If three smallest squares are chosen at random on a chess board then the probability of getting them in such a way that they are all together in a row or in a column is

• A. \( \frac{73}{5208} \)
• B. \( \frac{1}{434} \)
• C. \( \frac{96}{217} \)
• D. \( \frac{479}{504} \)

Hint:

For \( k \) consecutive items in a line of \( n \) items, the number of ways is \( n - k + 1 \).

Answer 1

The Correct Option is B

Step 1: Understanding the Concept:
The problem involves calculating probability using combinations. We need to select 3 unit squares out of 64 such that they are consecutive in either a row or a column.

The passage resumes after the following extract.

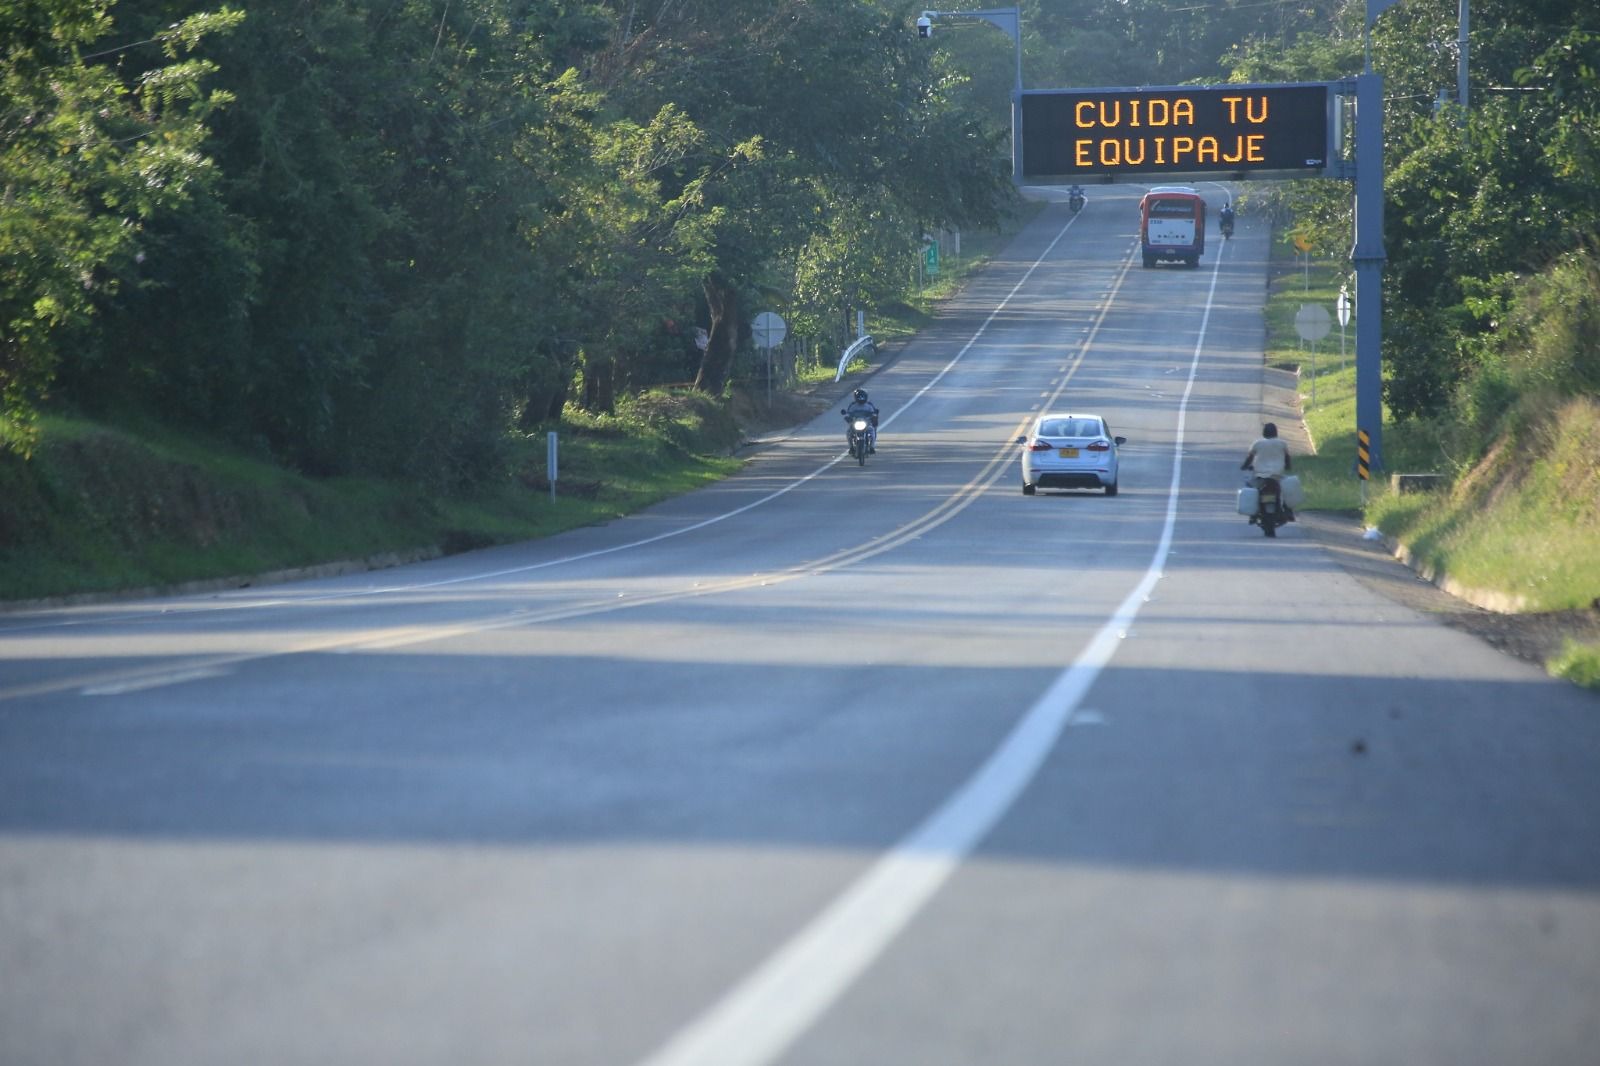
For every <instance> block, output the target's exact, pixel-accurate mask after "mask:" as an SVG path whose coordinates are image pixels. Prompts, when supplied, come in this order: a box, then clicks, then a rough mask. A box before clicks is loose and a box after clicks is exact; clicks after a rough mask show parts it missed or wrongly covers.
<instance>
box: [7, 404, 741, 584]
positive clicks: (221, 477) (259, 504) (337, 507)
mask: <svg viewBox="0 0 1600 1066" xmlns="http://www.w3.org/2000/svg"><path fill="white" fill-rule="evenodd" d="M555 431H557V434H558V440H560V456H558V459H560V461H558V475H557V487H555V499H554V501H552V499H550V491H549V482H547V480H546V455H547V442H546V435H544V432H541V434H534V435H530V437H526V439H523V440H517V442H514V445H512V447H514V455H512V461H510V464H509V471H510V472H509V475H507V477H506V480H504V482H502V483H499V485H493V487H488V488H485V490H480V491H477V493H472V495H469V496H454V498H450V496H437V495H429V493H424V491H421V490H418V488H414V487H408V485H397V483H392V482H379V480H363V479H328V480H317V479H309V477H301V475H296V474H291V472H288V471H283V469H282V467H278V466H274V464H270V463H264V461H259V459H253V458H246V456H242V455H238V453H237V451H230V450H227V448H221V447H216V445H214V443H213V442H205V440H198V439H194V437H182V435H176V434H168V432H160V431H149V429H144V427H141V431H139V432H133V431H128V429H117V427H109V426H99V424H91V423H82V421H72V419H64V418H50V419H45V423H43V426H42V434H40V440H38V447H37V450H35V451H34V456H32V459H29V461H22V459H21V458H18V456H14V455H10V453H8V455H0V501H3V506H0V600H29V599H42V597H64V595H83V594H109V592H122V591H131V589H147V587H173V586H179V584H186V583H195V581H221V579H237V581H240V583H245V581H253V579H261V576H262V575H270V573H274V571H282V570H296V568H306V567H318V565H328V563H334V562H368V563H371V565H382V563H386V562H400V560H406V559H418V557H426V555H432V554H440V552H454V551H466V549H470V547H483V546H488V544H496V543H509V541H518V539H530V538H536V536H547V535H550V533H558V531H562V530H570V528H576V527H582V525H594V523H597V522H605V520H608V519H614V517H618V515H622V514H627V512H630V511H637V509H640V507H645V506H648V504H651V503H656V501H658V499H664V498H667V496H672V495H677V493H683V491H688V490H690V488H696V487H699V485H704V483H707V482H710V480H715V479H718V477H725V475H726V474H728V472H730V471H733V469H736V467H738V461H736V459H730V458H723V456H726V455H728V453H730V451H731V448H733V447H734V445H738V442H739V432H738V427H736V426H734V424H733V419H731V416H730V415H728V408H726V403H720V402H714V400H709V399H704V397H685V395H648V397H640V399H638V400H635V402H632V403H629V405H627V407H626V408H624V410H622V413H621V415H618V416H614V418H584V416H581V415H573V416H571V418H568V419H566V421H563V424H562V426H558V427H555Z"/></svg>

Step 2: Key Formula or Approach:
\[ \text{Probability} = \frac{\text{Number of favorable outcomes}}{\text{Total number of possible outcomes}} \] Total selections: \( \binom{64}{3} \).
Step 3: Detailed Explanation:
1. Total Outcomes: The number of ways to choose 3 squares from 64 is: \[ n(S) = \binom{64}{3} = \frac{64 \times 63 \times 62}{3 \times 2 \times 1} = 41664 \] 2. Favorable Outcomes:
We want 3 consecutive squares.
- Rows: There are 8 rows. In one row of 8 squares, the number of groups of 3 consecutive squares is \( (8 - 3 + 1) = 6 \).
Total row arrangements = \( 8 \times 6 = 48 \).
- Columns: There are 8 columns. Similarly, in one column, there are 6 groups.
Total column arrangements = \( 8 \times 6 = 48 \).
Total favorable cases \( n(E) = 48 + 48 = 96 \).
3. Calculate Probability: \[ P(E) = \frac{96}{41664} \] Simplify the fraction (both divisible by 96): \[ \frac{96 \div 96}{41664 \div 96} = \frac{1}{434} \]
Step 4: Final Answer:
The probability is \( \frac{1}{434} \).